Sunday, January 6, 2008

Diga lá se não era um milagre...

O que julgarão de mim os cigarros doutor, que nunca mais os levei à boca, criança que se espraia zangada na minha alma, por não ir ao parque de diversões, o que julgarão de mim doutor.
Nunca mais tive pódio depois do amor feito, nem na nuca uma almofada a dirigir o fumo, comi de forno o borrego e não existi depois, foram tantos anos de incêndio doutor, não se torna fácil esta planície verdejante, a paz deste arroz a eclodir no algodão,
transtorna-me, a humidade ausente de fumo, transtorna-me.
Eram manhãs de vinte num corpo de papel a descer da máquina, o maço e o troco em cima do jornal, bom dia senhor Alberto, eu a voar de pacote familiar debaixo do braço no aeroporto, avisam-se todos os passageiros que é proibido…grave.

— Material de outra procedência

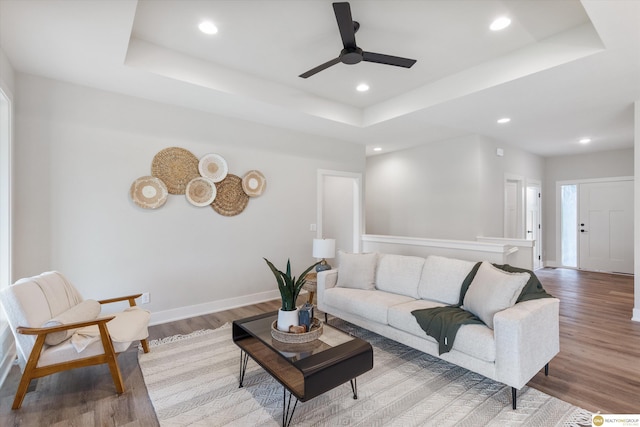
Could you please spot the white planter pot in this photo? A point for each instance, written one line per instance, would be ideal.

Sei lá eu se no meio desta história o pulmão me agradece, sei lá eu se respiro melhor, se o paladar melhorou, se o paladar é meu, ou de outro, estava capaz de abrir a caixa torácica daquele gajo para lhe aspirar o veneno, para descobrir a verdade no efeito alheio, que parvoíce, não há mineiro que transporte esse amor para uma radiografia, vem à luz do dia celebrar, apenas, é dura a vida.
Lamento mas não poderei jantar contigo, Artur, nem amanhã, nem tão pouco nos próximos dias, quem sabe nos anos vindouros, quem sabe nunca mais, a não ser que te falhe a cabeça, como eles dizem, só na ala psiquiátrica é permitido fumar, a um louco tudo se permite porque tudo é muito pouco, pode ser que aconteça, Artur, uma sandes de atum e um tomate onde espetar o garfo, pode ser que aconteça, esperarei por ti no corredor, no quarto vinte e três há caldeirada de Peniche, não te enganes na porta, são dois irmãos de mar, o barco ardeu ao largo, como a vida, Artur, tantas vezes nos falha o lado, olha, traz tabaco, eu abro a janela.

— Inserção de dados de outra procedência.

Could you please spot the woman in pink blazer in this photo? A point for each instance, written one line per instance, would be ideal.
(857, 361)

Pode ser que aconteça doutor, pode ser que aconteça, eu já a vi mais escura, diga lá se não era um milagre, bem servida de enguias e safio, os dois peixes que mais gosto nela, hum…tenho a sensação que não volto a Peniche doutor, nesta vida já não, eram dois irmãos de mar, o barco ardeu ao largo, desaprendeu de respirar a onda pelo nariz, é dura a vida doutor, já a vi mais clara e oxigenada, diga lá se não era um milagre?